SD, standard deviation; IQR, Inter-quartile ratio.

Northern Africa has the highest median number of dentists per 10,000 population (1.77), followed by Eastern Africa (0.18) and Southern Africa (0.16). Central and Western Africa had the lowest dentist to 10,000 population ratio (0.03 each). For dental prosthetic technicians, Northern Africa leads with a median of 0.17 technicians per 10,000 population, while Western Africa and Central Africa had very low median technicians to 10,000 population ratios (0.02 and 0.01, respectively). Southern Africa has the highest median dental assistants and therapists per 10,000 population ratio (0.2), whereas there were no dental assistants or therapists in Northern Africa [median (IQR): 0 (0,0)]. These disparities underscore the critical need for targeted interventions to address workforce shortages, especially in regions with limited dental care, to improve oral health outcomes across the continent.

Training needs

The needs of each country must be identified, and the necessary training must be carried out. A needs assessment based on the population and the number of people in the oral health workforce can determine the needs, and based on the disease burdens, the type of care can also be identified. Academic dental institutions and research centres are pivotal in identifying the continent and countries' unique oral health challenges (23). Dental schools and private stakeholders must invest in training so that an adequate supply of oral health workforce can be established. They can generate evidence to inform locally relevant oral health policies, build partnerships, and expand research focus to the whole continent (24). Another factor is the emigration of the oral health workforce to developed countries. This movement exacerbates the shortage and must be addressed nationally and continentally.

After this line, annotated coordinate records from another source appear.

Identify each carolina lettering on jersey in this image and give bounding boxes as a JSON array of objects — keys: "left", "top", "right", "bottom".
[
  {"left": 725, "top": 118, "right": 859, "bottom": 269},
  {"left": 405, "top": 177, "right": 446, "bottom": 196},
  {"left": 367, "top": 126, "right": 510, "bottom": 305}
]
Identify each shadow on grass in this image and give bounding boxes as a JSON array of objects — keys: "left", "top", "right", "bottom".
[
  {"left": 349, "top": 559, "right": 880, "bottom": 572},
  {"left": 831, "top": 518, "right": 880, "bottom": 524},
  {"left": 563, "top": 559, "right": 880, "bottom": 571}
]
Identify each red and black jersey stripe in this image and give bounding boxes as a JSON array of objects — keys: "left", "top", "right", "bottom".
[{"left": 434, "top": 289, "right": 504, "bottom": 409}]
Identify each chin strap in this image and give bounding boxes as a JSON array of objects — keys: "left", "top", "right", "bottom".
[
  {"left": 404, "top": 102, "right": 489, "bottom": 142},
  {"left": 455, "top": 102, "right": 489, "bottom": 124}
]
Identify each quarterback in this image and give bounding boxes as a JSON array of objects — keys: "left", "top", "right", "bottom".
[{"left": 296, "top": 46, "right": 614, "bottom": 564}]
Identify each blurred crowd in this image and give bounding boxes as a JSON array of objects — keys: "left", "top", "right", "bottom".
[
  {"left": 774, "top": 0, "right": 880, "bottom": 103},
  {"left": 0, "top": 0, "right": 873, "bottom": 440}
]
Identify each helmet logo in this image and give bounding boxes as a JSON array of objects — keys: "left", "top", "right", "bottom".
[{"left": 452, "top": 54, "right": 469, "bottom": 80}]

National dental associations can build capacity and promote resources. These professional associations can drive capacity-building initiatives and strengthen oral healthcare services through training and leveraging their global networks through organisations like the FDI to bring innovative solutions, technological advancements, and best practices to the African oral health systems.

The “African Summit” in Cape Town marked a critical step forward in addressing Africa's oral health challenges through a unified, collaborative approach. Attended by presidents from 16 African National Dental Associations, FDI stakeholders, WHO representatives, and government delegates, the summit produced a declaration setting three core priorities for the African strategy: strengthening the credibility of national dental associations, fostering leadership and management skills, and promoting effective peer-to-peer information exchange. These principles support sustainable growth and collaboration in African oral health development (25).

Oral health policies

Policy gaps play a significant role in Africa's marginalisation of oral health. Only 57% (26 out of 45) of African countries have a national oral health policy (26). The lack of a policy exacerbates the weakening oral health sector as it creates fragmented care, a reduced allocation of funds for oral health, a lack of emphasis on curative rather than preventive care, minimal focus on preventive programs, and limited education about oral hygiene. Even in countries with a policy, it is often not prioritised and applicable. The minimal integration of oral healthcare services into healthcare undermines the ability to reach a larger population segment through the public healthcare system (3). It is estimated that there will be approximately 98,745 public healthcare facilities in 50 countries in the AFR by the end of 2022 (27). Primary healthcare (PHC) centres are the most numerous, offering essential services like immunisation, maternal health care, and basic outpatient care, potentially reaching 80% of the population, as Ethiopia achieved in 2014 (28). The secondary healthcare facilities include district hospitals and some specialised clinics. The tertiary healthcare centres are major hospitals, which are fewer in number and are often located in large cities, managing complex health conditions that demand specialised expertise and targeted treatment. Only 5%–10% of the population need tertiary care services (29). Due to the poor integration of oral health care into PHC, many oral PHC services are provided at tertiary healthcare centres (30). Access to oral health care then becomes limited.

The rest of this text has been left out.